A famous solution on IMO 1988 Q6, where a,b are positive integers and $\frac{a^2+b^2}{ab+1}=k$is a integer, then it's a perfect square. The following infinite descent method is done by a contestant who won a special prize that year.
Assume k is not perfect square, then k>2. Since the expression is symmetrical we WLOG assume $x\geq y$, but for x=y, k<2 and the assumption can't stand, therefore a > b.
Consider the minimal pair of a+b. Consider the following equation $x^2-kbx+b^2-k=0$, by the given information a is one of the root. Let a' be another root. By Viete's theorem, $a+a'=kb$, $aa'=b^2-k$, then a' is an integer. Note that a' is also a set of solution that $\frac{a^2+b^2}{ab+1}=k$.

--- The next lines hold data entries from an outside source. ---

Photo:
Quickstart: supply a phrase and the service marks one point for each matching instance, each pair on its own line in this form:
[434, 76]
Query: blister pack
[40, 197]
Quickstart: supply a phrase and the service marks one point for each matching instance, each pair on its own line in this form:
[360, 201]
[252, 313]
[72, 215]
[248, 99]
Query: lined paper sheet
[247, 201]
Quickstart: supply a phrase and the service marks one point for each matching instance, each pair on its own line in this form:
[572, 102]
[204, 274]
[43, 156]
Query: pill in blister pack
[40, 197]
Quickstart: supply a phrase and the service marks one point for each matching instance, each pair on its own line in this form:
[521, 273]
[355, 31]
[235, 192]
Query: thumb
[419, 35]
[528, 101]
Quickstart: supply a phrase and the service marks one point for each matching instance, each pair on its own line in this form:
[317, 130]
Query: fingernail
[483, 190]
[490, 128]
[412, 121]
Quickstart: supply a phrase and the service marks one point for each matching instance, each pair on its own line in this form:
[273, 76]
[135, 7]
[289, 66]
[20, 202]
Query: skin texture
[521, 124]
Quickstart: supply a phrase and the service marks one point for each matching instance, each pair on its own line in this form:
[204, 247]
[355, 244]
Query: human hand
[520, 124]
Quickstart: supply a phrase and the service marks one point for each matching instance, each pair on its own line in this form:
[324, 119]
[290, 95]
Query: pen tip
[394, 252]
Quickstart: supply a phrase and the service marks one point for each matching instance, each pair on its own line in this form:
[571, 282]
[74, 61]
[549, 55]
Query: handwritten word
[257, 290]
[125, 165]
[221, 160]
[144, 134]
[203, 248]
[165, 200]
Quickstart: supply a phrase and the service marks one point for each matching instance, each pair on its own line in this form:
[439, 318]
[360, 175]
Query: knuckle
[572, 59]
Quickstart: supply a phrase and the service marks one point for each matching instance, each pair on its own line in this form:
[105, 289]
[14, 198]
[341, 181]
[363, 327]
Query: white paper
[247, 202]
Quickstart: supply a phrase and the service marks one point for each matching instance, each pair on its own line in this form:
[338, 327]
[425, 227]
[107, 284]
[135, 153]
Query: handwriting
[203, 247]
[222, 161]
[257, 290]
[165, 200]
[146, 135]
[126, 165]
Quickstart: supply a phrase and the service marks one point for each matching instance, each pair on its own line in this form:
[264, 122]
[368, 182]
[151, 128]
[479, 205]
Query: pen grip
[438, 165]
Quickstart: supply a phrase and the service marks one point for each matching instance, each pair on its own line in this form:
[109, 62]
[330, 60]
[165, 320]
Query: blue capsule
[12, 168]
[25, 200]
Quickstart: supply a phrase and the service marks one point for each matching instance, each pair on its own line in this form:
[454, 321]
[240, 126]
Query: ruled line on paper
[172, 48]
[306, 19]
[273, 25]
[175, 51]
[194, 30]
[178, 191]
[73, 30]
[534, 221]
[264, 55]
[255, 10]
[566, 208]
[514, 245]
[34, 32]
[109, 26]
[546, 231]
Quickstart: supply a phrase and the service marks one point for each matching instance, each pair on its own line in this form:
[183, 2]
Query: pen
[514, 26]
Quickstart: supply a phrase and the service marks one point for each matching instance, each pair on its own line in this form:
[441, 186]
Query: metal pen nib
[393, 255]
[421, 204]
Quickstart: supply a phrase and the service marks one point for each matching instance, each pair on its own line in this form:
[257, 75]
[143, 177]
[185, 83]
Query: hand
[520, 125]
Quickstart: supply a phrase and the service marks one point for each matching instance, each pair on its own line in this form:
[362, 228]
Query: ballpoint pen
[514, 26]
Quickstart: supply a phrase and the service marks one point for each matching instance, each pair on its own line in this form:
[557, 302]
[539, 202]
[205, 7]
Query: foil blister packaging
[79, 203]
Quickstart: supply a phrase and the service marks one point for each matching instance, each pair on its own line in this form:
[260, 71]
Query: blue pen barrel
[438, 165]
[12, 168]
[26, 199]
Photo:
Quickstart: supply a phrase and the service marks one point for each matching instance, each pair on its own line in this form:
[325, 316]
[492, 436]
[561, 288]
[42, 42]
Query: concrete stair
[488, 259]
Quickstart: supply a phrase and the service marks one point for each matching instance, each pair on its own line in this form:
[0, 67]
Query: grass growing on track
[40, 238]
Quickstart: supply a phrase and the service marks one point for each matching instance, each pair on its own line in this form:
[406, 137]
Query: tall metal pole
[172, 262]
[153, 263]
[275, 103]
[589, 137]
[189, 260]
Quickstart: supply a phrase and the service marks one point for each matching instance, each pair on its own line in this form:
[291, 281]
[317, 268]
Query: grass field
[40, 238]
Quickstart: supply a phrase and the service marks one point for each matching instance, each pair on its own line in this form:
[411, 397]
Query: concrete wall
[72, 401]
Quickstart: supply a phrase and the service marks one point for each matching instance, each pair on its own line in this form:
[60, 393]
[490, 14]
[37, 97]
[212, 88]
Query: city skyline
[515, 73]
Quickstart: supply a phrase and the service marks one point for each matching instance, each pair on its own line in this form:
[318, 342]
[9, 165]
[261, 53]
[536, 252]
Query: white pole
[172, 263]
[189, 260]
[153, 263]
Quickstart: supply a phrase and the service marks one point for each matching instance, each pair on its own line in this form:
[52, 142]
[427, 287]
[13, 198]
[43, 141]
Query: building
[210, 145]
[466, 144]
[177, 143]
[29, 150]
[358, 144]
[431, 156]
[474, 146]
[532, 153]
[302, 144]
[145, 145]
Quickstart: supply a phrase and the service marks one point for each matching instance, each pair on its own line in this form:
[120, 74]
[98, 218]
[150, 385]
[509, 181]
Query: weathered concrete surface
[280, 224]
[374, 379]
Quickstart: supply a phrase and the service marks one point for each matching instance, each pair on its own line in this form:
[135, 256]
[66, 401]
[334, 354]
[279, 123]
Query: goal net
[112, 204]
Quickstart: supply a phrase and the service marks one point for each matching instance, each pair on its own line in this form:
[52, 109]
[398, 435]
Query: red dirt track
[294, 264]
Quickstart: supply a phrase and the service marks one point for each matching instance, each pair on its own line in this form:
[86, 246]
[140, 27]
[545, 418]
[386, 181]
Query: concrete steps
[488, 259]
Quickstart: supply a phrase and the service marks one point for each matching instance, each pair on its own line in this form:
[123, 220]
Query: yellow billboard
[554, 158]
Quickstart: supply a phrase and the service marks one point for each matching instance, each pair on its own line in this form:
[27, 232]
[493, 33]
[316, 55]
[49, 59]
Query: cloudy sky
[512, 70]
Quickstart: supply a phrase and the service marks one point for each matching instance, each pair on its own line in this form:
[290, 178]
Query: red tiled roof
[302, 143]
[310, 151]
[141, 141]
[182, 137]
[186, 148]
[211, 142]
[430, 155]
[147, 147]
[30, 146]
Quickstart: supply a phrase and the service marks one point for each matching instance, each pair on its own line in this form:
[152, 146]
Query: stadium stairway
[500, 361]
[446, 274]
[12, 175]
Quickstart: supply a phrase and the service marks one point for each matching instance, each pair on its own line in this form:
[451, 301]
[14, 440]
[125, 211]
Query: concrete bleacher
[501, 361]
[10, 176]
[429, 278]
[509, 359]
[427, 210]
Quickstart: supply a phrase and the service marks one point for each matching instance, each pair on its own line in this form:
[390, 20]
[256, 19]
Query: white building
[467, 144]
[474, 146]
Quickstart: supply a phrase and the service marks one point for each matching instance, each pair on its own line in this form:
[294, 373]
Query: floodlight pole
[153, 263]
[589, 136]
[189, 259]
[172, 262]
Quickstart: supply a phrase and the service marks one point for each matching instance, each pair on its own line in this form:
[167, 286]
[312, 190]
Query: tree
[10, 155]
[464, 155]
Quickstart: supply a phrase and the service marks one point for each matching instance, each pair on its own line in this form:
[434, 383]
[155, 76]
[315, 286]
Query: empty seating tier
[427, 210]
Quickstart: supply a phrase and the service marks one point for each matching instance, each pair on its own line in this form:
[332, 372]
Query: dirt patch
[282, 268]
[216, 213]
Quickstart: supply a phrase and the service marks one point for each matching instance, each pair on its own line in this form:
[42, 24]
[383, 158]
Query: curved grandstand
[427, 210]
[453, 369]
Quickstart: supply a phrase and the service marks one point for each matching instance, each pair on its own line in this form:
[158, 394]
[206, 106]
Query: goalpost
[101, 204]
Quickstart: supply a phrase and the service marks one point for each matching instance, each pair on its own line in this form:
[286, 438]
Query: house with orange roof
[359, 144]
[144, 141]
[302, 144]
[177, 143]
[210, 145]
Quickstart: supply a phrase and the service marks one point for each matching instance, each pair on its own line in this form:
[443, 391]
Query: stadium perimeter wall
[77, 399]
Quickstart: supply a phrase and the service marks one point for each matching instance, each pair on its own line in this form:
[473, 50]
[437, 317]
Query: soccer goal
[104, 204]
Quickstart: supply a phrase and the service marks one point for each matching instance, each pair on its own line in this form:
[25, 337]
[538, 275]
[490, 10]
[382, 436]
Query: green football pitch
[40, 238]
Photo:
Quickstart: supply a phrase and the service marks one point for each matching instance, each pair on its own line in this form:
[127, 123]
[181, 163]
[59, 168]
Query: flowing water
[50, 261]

By $k(1+a'b)=a'^2+b^2>0$, b>1, then we have a'>0.
Also, $a'=\frac{b^2-k}{a}<\frac{b^2}{a}<a$, a'+b is smaller than a+b, contradicts the assmption that a+b is the minimal solution. Then k must a perfect square.

Q1 Refer to the bolded line, proof that $k_{x}=k_{y}=1$.
Q2 We have only proofed x+y is a perfect square only so far. Finish the proof by using similar idea with Q1.
Q3 Find number of pairs of natrual number where a-b is a prime and ab is perfect square.
Q4 a,b,c are natrual numbers, a=20, b|c, find all triples (a,b,c) that a,b,c are in harmonic progression.
Q5 Find all natural number triples (a,b,c) that [a,b,c]=a+b+c.
Q6 Show for all integer n>11, $n^2-19n+89$ is not a perfect square.
Q7 Find all positive interger n such that $n^2+89n+2010$ is a perfect square.

Extra question:
The proof on IMO 1988 Q6 is based on the contradictory point between (1) a+b is minimal; (2) k is not a perfect square. [i.e. prove by contradictory since (1) => (2) => ~(1)]
Then, show that how the proof failed when k is a perfect square.